Jun 26 : Four to six teams expected to bid on Defense EHR effort

ehr effort

The top program officer in charge of the Defense Department’s massive 10-year electronic health record system procurement said he expects four to six teams to compete for the contract. The winner will provide DOD with a commercial, off-the-shelf electronic records product for military hospitals, garrisons, battlefields, ships, submarines, and other care delivery sites in the military’s global health care system. That system serves a population of about 10 million active duty service members, their families, reservists, civilian defense employees and others.

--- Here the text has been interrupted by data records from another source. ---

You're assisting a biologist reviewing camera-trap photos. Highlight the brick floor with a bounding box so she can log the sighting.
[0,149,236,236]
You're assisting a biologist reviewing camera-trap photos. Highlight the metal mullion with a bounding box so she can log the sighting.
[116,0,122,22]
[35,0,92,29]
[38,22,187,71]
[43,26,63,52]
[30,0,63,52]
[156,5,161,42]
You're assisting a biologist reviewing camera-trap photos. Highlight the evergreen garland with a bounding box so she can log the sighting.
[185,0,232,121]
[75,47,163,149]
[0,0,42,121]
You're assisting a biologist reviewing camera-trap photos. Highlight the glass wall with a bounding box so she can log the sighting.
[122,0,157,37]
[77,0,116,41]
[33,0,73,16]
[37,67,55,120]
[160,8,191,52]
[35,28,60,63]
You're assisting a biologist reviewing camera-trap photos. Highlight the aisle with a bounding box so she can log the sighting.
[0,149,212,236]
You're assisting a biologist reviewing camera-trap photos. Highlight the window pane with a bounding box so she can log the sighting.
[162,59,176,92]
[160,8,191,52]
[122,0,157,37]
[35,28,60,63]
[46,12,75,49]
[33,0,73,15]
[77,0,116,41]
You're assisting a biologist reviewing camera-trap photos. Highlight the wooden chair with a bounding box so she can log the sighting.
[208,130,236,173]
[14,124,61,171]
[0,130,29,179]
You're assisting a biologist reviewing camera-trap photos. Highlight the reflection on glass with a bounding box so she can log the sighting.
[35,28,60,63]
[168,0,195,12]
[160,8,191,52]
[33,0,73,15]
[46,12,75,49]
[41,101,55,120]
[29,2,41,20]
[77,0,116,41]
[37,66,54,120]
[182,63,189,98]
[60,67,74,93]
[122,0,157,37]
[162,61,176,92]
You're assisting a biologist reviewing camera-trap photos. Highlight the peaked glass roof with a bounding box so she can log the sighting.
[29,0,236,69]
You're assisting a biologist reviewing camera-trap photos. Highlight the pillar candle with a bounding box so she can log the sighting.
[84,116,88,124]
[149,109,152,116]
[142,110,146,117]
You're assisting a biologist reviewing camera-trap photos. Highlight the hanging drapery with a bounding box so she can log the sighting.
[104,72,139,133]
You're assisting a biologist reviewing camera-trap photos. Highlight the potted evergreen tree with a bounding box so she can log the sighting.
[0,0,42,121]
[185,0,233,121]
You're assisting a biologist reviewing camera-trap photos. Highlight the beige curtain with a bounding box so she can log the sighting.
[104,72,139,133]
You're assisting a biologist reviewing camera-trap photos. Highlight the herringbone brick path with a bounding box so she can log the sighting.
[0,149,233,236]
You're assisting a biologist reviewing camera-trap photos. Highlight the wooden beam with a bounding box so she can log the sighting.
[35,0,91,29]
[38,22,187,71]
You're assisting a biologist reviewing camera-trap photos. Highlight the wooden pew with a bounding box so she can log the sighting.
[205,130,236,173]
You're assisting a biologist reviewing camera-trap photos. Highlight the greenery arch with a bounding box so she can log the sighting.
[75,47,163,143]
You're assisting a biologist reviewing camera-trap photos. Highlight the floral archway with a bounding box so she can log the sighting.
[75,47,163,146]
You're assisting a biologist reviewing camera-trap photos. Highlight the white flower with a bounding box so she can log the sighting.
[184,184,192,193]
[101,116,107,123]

Publicly, the effort has an $11 billion price tag – a number offered in congressional testimony and repeated frequently in press reports, including FCW’s. Chris Miller, the program executive running the procurement, dialed that back in a call with reporters June 25, indicating that the $11 billion covers the entire lifecycle of the program, through fiscal 2030. The Defense Healthcare Management System Modernization (DHMSM) will include a “multi-billion” award to a team consisting of a health record provider and a traditional IT integrator, for a 10-year period of performance.

“We wanted to build a contract structure …with incentives on the back side to make them perform the way we want,” Miller said, explaining why they are going with a 10-year contract. Additionally, the time it takes to install and train workers on the system in more than 1,000 locations argues for a longer-term contract, he said.

So far, two teams have announced plans to bid for the work. IBM and health record firm EPIC announced a partnership earlier this month, while Computer Sciences Corp. is leading an effort with health record provider Allscripts along with Hewlett Packard to go after the business. The Department of Veterans Affairs has expressed interest in bringing its VistA health record system into DOD. More such pairings are expected to be announced in the coming months as industry readies for the final request for proposals, which is due to be released by the end of September.

Military health providers from the top of the chain of command down to the service delivery level are looking forward to an upgrade. Maj. Gen. Brian Lein, the deputy surgeon general and deputy commanding eneral of the Army Medical Command, said military physicians are using multiple portals to copy and paste information into different iterations of health records. The current system is “electronic but not integrated,” he said at a June 25 industry day for vendors that attracted more than 400 attendees.

Also critical to the success of the program is the ability to access and update the heath record in remote areas under hostile conditions. Col. Jennifer Caci, commander of the 62nd Medical Brigade, recalled that in Afghanistan just last year, wounded soldiers were being moved from one level of care to another with their medical orders rubber-banded to their bodies. This inevitably leads to confusion about patient information, and what interventions have been performed by medical corpsmen or field hospital personnel. “Even something as simple as a soldier’s blood type can be confounded by the combat environment or a mass casualty situation, resulting in catastrophic outcomes,” Caci said.